Leveraging Multi-Task Transfer Learning for Enhanced Breast Mass Classification in Digital Mammography

Abstract

Abstract Purpose Accurate breast mass classification is crucial for early breast cancer diagnosis. Deep learning shows promise in computer-aided diagnosis but faces challenges due to limited annotated data and lesion complexity. We propose a novel multi-task transfer learning framework to improve mass classification performance and provide a well-performed framework for medical image analysis. Methods The proposed framework comprises a transfer learning backbone and multi-task-specific branches. Pretraining weights from natural image datasets are leveraged to finetune the backbone network, enhancing the ability to extract breast mass characteristics. The classification branches include the primary task for breast mass classification and auxiliary tasks for BI-RADS evaluation, guiding the model to focus on relevant diagnostic features. Result Three models were compared using ResNet50/InceptionV3 as backbones. The Multi-Task Transfer Learning Framework (MTL + TL) achieved the highest AUC values of 0.852 ± 0.019 / 0.824 ± 0.021, outperforming other models in accuracy (0.7654 ± 0.0218 / 0.7667 ± 0.0224), precision (0.6842 ± 0.0379 / 0.7179 ± 0.0379), and F1-score (0.6842 ± 0.0379 / 0.7179 ± 0.0379).
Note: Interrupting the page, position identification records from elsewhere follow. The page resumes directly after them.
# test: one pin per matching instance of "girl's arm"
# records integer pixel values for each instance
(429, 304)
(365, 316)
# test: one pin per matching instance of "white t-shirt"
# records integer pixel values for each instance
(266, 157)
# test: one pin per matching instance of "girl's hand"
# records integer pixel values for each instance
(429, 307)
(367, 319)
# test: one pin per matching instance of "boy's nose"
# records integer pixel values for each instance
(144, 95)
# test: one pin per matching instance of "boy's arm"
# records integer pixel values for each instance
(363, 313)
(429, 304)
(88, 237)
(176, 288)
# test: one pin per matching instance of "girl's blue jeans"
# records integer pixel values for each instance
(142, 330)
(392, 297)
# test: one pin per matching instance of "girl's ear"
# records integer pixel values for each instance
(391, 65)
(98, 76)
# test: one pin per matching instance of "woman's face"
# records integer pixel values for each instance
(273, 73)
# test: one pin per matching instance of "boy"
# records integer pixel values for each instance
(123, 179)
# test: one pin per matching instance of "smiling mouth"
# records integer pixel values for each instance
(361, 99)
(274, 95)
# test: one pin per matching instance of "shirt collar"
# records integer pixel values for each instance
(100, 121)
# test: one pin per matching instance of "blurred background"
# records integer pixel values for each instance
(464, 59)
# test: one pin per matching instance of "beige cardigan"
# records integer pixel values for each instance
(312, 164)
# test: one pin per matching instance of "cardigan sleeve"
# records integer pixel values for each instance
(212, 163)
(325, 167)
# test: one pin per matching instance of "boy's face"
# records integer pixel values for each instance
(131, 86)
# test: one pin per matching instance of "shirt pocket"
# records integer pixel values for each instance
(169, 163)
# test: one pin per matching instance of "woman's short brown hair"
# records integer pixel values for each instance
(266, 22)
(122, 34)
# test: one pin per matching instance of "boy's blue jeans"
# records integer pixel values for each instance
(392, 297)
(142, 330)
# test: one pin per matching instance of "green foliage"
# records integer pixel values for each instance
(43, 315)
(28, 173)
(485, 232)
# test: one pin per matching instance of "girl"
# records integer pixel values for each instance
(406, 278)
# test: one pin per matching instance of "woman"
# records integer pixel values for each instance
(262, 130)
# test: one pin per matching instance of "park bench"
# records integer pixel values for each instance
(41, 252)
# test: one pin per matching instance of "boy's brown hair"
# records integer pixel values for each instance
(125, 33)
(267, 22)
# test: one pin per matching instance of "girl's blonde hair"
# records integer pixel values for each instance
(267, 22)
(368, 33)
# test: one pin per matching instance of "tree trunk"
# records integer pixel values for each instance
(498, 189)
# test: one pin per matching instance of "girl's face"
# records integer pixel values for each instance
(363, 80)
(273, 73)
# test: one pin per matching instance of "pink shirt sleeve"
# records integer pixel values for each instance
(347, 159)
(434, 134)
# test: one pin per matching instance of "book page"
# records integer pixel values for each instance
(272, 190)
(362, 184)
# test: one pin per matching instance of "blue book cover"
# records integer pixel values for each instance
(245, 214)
Grad-CAM heatmaps confirmed its effectiveness and ability to capture breast mass characteristics. Conclusion Our proposed framework significantly improved breast mass classification, addressing limited annotated data and providing an effective solution to address the limited availability of annotated data. The proposed framework enhanced feature recognition and overall performance by simulating a clinician's observation and decision-making of imaging features through the auxiliary task. This approach can be extended to other breast lesion classifications and provide valuable guidance for medical imaging analysis.